In the coming days, the USTR will provide an opportunity for the public to request the exclusion of particular products from the additional duties. It will issue a notice in the Federal Register with details regarding this process within the next few weeks.
In response to the trade measures, China’s Ministry of Commerce described the announcement as “provoking a trade war.”
“China and the U.S. have conducted several rounds of consultations on economic and trade issues in an effort to resolve differences and achieve a win-win situation,” the statement says. “We deeply regret that the U.S. has disregarded the consensus it has formed and is fickle, provoking a trade war. This move is not only damaging bilateral interests, but also undermining the world trade order. China firmly opposes this.”

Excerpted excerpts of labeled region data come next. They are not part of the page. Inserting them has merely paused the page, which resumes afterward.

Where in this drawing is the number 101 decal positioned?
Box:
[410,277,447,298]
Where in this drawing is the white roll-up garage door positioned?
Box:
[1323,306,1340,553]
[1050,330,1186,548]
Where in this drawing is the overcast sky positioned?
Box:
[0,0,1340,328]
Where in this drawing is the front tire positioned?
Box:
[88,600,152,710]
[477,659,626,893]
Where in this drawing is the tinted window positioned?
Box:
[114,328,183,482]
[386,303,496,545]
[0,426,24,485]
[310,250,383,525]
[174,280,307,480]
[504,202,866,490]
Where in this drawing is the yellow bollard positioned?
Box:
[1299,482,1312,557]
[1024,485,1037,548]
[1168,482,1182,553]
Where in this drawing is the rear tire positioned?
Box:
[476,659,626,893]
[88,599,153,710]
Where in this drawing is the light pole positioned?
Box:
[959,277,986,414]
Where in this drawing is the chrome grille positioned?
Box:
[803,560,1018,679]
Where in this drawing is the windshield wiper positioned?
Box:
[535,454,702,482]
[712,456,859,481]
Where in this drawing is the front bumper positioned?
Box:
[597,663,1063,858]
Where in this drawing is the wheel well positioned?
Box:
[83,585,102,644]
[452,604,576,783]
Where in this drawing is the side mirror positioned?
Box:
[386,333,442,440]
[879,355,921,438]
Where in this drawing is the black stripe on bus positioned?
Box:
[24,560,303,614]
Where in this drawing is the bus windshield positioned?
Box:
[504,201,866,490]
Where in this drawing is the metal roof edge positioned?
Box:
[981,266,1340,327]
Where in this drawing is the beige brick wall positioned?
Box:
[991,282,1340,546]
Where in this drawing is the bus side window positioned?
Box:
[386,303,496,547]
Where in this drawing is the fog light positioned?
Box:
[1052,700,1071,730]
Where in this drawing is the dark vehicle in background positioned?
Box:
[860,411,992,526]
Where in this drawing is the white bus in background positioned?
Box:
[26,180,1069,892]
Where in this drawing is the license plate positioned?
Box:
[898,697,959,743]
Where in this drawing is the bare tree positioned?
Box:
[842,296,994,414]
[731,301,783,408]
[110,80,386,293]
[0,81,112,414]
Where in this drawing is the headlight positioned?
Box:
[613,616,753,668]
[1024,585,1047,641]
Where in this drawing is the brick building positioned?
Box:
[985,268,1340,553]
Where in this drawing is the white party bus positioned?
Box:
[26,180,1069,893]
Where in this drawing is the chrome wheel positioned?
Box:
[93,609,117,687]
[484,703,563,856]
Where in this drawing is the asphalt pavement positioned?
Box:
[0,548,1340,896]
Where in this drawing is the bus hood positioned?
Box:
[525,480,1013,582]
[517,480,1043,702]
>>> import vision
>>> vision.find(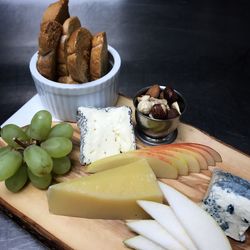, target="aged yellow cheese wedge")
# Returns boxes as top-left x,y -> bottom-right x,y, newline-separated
47,159 -> 163,219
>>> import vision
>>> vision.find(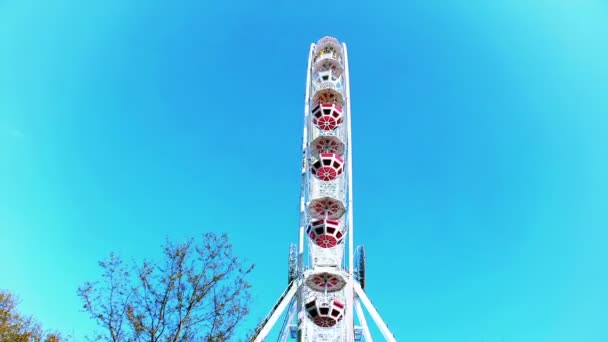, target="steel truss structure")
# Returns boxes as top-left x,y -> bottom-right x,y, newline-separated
250,37 -> 395,342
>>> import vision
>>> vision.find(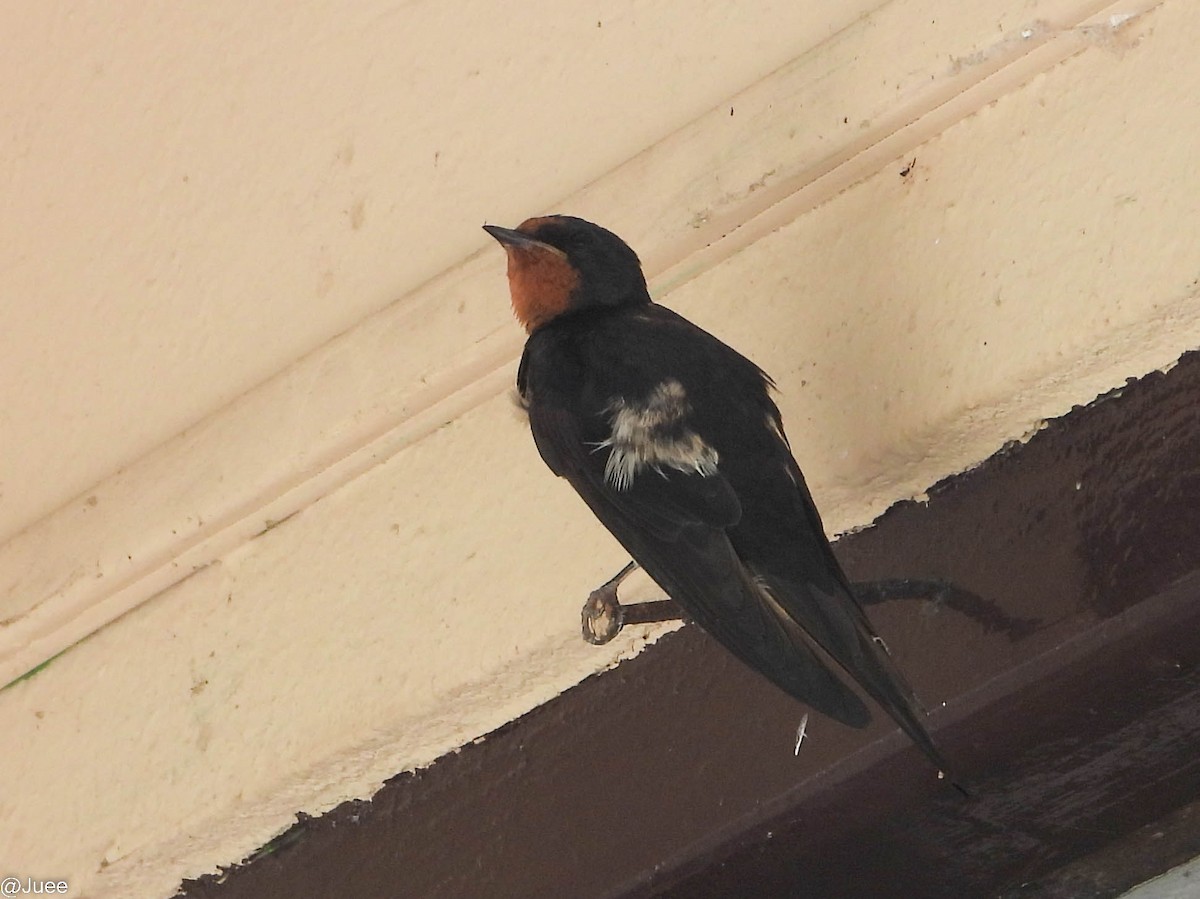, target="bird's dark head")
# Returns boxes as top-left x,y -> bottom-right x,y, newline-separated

“China does not want to fight a trade war, it added. “However, in the face of the short-sighted behavior that the United States has done against people, China has to respond strongly and firmly defend the interests of the country and the people, and resolutely safeguards economic globalization and the multilateral trading system. We will immediately introduce taxation measures of the same scale and the same strength. All the economic and trade achievements previously reached by the two parties will be invalid at the same time. In today’s era, launching a trade war is not in the global interest. We call on all countries to take joint action, resolutely put an end to this outdated and regressive behavior, and firmly defend the common interests of mankind.”